Keenan wasn't, and Espinoza was now dead.  The State sought to use his testimony from the first two trials, but the trial judge refused, observing that the defense didn't have an opportunity to use the now-disclosed materials to impeach him then.  The judge ultimately dismissed the case with prejudice, finding that "in light of the State's egregious prosecutorial misconduct, Keenan cannot receive the fair and Constitutional trial that he is entitled to today."

In an opinion just thirteen paragraphs long, the court by a 4-3 vote concludes that the trial court abused its discretion by ruling on the motion without allowing the parties to "develop the record."  That contention is pretty much eviscerated in the dissenting opinion by French. 

The real question is whether dismissal with prejudice is an appropriate sanction for a discovery violation.  In its 1983 decision in State v. Parson, the court held that in imposing a sanction, the judge should consider three factors:  (1) whether failure to disclose was willful, (2) whether foreknowledge of the undisclosed material would have helped the defendant prepare a defense, and (3) whether the defendant was prejudiced.  The Keenan majority relies heavily on State v. Darmond, a decision two years ago in which it also reversed a judge's decision to dismiss an indictment with prejudice for a discovery violation.
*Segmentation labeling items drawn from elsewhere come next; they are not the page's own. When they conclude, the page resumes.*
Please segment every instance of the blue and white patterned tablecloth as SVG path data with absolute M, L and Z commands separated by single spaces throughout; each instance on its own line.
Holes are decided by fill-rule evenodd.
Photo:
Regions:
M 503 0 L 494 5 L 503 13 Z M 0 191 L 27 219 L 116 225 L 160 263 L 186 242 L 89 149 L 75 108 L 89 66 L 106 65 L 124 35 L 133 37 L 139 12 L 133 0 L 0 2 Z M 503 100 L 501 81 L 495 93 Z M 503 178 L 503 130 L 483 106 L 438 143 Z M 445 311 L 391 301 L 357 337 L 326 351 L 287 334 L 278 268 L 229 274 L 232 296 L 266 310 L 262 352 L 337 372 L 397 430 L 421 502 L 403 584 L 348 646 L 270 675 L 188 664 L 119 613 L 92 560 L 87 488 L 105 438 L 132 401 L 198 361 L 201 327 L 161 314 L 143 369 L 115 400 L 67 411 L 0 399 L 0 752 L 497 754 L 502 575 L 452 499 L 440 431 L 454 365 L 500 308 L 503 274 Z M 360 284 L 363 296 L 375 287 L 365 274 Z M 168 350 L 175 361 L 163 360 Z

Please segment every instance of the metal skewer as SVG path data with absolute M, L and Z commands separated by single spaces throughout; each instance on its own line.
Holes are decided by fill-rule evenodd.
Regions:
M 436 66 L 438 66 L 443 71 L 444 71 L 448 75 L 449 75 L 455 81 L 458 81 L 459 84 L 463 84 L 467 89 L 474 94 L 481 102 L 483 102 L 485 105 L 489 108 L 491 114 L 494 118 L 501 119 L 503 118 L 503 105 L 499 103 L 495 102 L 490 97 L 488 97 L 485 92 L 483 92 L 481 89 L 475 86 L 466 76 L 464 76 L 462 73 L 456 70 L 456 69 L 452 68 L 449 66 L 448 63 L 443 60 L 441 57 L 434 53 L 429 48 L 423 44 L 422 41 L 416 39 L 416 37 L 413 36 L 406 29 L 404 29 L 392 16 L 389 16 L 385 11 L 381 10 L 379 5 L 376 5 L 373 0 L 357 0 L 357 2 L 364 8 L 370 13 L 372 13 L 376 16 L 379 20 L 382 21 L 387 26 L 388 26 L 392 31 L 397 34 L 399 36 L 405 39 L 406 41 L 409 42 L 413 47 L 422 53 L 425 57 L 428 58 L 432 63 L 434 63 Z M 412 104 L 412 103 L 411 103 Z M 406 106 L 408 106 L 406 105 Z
As French notes, though, in Darmond the violation was unintentional, and it wasn't clear whether the undisclosed evidence was inculpatory or exculpatory.  And one is left wondering what record the Keenan majority expects the parties to develop:  after 20 years of litigation, the record is as good as it's going to get.  It would be one thing if the majority had found that this record didn't support dismissal, but the outcome seems to be that the only way we can determine whether Keenan can get a fair trial is to try him. 

While the Ohio Supreme Court has a national reputation for being one of the harshest disciplinarians for attorney malfeasance, its approach to prosecutorial misconduct is much more benign; just last year it affirmed a death sentence despite a finding that the prosecutor had engaged in such outrageous conduct during close that the defendant was clearly prejudiced.  Keenan is more of the same.